Shared synaptic mechanism for Alzheimer’s and Parkinson’s disease unlocks new treatment possibilities

Parkinson’s and Alzheimer’s diseases are the two most common neurodegenerative disorders, affecting millions of people worldwide. Published in the Journal of Neuroscience, new research from the Okinawa Institute of Science and Technology (OIST) suggests a shared molecular cascade between the two diseases which causes synaptic dysfunctions, advancing our understanding of how their symptoms are produced.

The researchers investigated how brain cell communication across synapses is disrupted by disease-related protein buildup. They found a pathway that interferes with synaptic vesicle recycling, which is crucial for normal brain signaling.

First author Dr. Dimitar Dimitrov of OIST’s Synapse Biology Unit says, “Synapses are communication hubs in the brain involved in different neuronal circuits controlling different functions. Therefore, protein accumulation in synapses of one neuronal circuit may impact memory, while in another it may impair motor control. This helps to explain how a shared mechanism of synaptic dysfunction can lead to the distinct symptoms of both Alzheimer’s and Parkinson’s diseases.”

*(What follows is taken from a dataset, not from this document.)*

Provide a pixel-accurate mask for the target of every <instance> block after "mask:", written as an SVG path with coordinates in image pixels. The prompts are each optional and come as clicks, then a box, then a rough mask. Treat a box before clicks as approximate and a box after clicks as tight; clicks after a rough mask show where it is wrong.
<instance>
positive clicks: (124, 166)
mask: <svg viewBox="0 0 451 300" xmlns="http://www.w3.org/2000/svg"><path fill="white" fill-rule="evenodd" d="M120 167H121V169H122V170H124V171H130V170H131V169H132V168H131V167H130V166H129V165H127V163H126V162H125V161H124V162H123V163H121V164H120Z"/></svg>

Brain communication and the importance of vesicles

Brains rely on neurotransmitters to send signals between cells. These chemical messengers are produced within brain cells and stored and transported in small membranous packets called synaptic vesicles. Vesicles move and fuse with cell membranes, releasing the neurotransmitters into the synaptic cleft, where they diffuse to reach receptors on nearby cells.

For sustained signaling, vesicles must be retrieved from the membrane, refilled with neurotransmitters, and then reused.

In this study, the researchers identified a molecular cascade which interrupts the vesicle retrieval process, disrupting normal brain function.

“When disease-related proteins accumulate in brain cells, they cause overproduction of protein filaments called microtubules, which are normally essential in cell structure and function,” explains Dr. Dimitrov.

“When overproduced, these microtubules trap a protein called dynamin, which is responsible for the retrieval of emptied vesicles from cell membranes, playing a crucial role in vesicle recycling. With less dynamin, vesicle retrieval and recycling are slow, thereby interrupting signaling and communication between brain cells.”

Therapeutic implications for Alzheimer’s and Parkinson’s

By revealing this new shared mechanism, the authors identify several different steps which could be drug discovery targets.

“Preventing disease-related protein accumulation, stopping microtubule overproduction, or disrupting microtubule-dynamin bindings—our new mechanism identifies three potential therapeutic targets common across Parkinson’s and Alzheimer’s disease,” says author OIST Professor Emeritus Tomoyuki Takahashi.

“Research like this is important to develop new treatments that ease the impact of these diseases on patients, families, and society as a whole.”

This study builds on a long history of neuroscience research by the team, who previously published research on the involvement of microtubules in Parkinson’s disease and of dynamin-microtubules interaction in Alzheimer’s disease.

In 2024, they reported a peptide which reversed the symptoms of Alzheimer’s disease in mice. Based on their latest findings, the researchers believe this same molecule could potentially be used to relieve Parkinson’s disease too.